A man with a beard in Hove photographed circa 1895. Image courtesy of Henry Steel/Sussex PhotoHistory
Victorian beard craze inspired false ‘mechanical’ whiskers
Today they are a male fashion accessory, adored by hipsters and spurned by clean-shaven creatives. But in the 19th century, men associated beards and whiskers with manliness, strength and even male beauty.
Victorian men unable to grow beards or bushy whiskers down each cheek grew so anxious a market in ‘preparations’ guaranteed to increase facial hair flourished.
Beards and masculinity were so closely associated in the 19th century that some men resorted to wearing a wig with false ‘mechanical’ whiskers they attached to their face with springs and wires.
The 19th century mania for beards extended to side-burns and moustaches, inspired by hirsute soldiers serving in the Crimea, leading to the some of the first beard-grooming products.
They included preparations designed to make beards bigger and more luxuriant, Victorian “beard-generating” growth potions, a range of scented beard oils and even beard-dyes, according to research by Dr Alun Withey, a medical historian from Exeter University.
At the height of the 19th century beard craze, Victorian women even tried to emulate men and style their own form of facial hair.
'The Examiner' in 1863 reported "the new fashion for European ladies next winter will be the enlarging of their love-locks, and pulling them down over the cheeks in imitation of whiskers”.
Dr Withey’s research on health and the male body in British society is show-cased at an exhibition ‘the Age of the Beard’, hosted by the Florence Nightingale Museum in London.
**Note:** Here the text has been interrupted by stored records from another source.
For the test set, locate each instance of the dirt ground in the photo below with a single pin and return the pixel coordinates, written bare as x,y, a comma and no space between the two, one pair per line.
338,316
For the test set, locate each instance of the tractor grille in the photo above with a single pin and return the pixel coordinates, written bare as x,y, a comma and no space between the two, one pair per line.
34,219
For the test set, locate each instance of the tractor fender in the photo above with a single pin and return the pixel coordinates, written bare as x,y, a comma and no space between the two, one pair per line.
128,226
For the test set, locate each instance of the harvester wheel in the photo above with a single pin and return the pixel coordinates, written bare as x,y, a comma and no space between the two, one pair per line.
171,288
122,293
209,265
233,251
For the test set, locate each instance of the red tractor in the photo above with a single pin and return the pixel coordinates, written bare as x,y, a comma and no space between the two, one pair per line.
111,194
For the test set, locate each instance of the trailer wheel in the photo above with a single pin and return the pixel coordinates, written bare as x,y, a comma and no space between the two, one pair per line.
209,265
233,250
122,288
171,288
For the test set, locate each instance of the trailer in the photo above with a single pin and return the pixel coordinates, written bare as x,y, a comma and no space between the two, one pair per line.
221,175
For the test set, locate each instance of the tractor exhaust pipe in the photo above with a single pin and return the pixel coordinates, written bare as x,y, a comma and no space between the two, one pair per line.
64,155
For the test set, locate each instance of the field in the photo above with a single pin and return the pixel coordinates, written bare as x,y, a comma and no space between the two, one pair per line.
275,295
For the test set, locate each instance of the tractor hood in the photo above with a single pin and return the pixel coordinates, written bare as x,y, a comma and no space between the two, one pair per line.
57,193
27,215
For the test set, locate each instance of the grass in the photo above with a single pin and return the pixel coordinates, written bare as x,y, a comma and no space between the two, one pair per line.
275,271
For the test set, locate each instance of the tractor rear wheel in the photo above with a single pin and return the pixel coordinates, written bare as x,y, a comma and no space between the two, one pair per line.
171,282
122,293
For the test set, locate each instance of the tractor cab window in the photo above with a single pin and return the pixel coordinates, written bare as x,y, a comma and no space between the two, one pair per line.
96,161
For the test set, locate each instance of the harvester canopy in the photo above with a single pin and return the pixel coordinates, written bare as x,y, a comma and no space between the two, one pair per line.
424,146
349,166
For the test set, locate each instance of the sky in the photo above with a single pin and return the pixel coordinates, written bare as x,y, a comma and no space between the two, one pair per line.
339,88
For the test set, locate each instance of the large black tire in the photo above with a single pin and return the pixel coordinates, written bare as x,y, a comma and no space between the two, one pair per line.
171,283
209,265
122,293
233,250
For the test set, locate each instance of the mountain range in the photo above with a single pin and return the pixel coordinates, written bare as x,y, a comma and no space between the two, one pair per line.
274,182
It features different types of 19th century whiskers and beards, including “soup strainers”, “thigh ticklers” and “Piccadilly weepers”.
Dr Withey said: "The mid-nineteenth century was a golden age for beards. After well over a century of being beardless, British men rediscovered a love for their facial hair. But growing a beard was much more than a fashion fad for Victorian men. It was in fact seen as an essential component of a man's strength and vigour.”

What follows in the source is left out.